3. Are the images of satisfying quality (include several example images in your report!)? How long does it take for you to reach a point where they look decent?
4. Are the images that are produced different, or are they all the same?
5. When you change the chosen digit, does the code still work, and what do the images of this other digit look like?

Submission

Submit the finished code (all python files you have, but do not include the MNIST data set), and your report pdf in a single zip file on Blackboard. As mentioned above, if you use Google Colab, download your file as a .py file, I will not accept .ipynb notebooks! Do not forget to put the names and BroncoIDs of both team members in the report as well! Only one of you has to submit, but if both do, please make sure you submit the same file, or I will pick one at random.

Bonus Points

The GANs we are training in this lab are chosen to be a good illustration of the general idea and relatively light in terms of resource-usage, but handwritten digits may not be the most exciting application. If you want to earn bonus points, you can apply your code to other data sets. This can be as easy (= 1 bonus point) as applying it to EMNIST (letters), KMNIST (Hiragana), Fashion MNIST (pictures of clothes), etc., all of which have the exact same structure as the MNIST dataset, so your code should run with only minor modifications. You can also experiment with more complex data sets like CIFAR or ImageNet, but results may be mixed, depending on how much computation time and modification of the network architecture you perform.

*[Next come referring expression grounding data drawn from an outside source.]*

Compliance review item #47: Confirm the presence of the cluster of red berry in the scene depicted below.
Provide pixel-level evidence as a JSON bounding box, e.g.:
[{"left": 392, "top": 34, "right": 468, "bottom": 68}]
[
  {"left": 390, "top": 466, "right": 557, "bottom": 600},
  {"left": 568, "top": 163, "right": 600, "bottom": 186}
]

You are also free to play around with any other aspect of the network(s), and try to do something more than just Dropout layers against mode collapse, such as calculating an entropy-measure and using that as additional training input for the discriminator.

For any experiments, either do them in a separate copy of the python file, or add a way to switch to the actual assignment code (i.e. I still want to be able to run the code for the actual assignment)!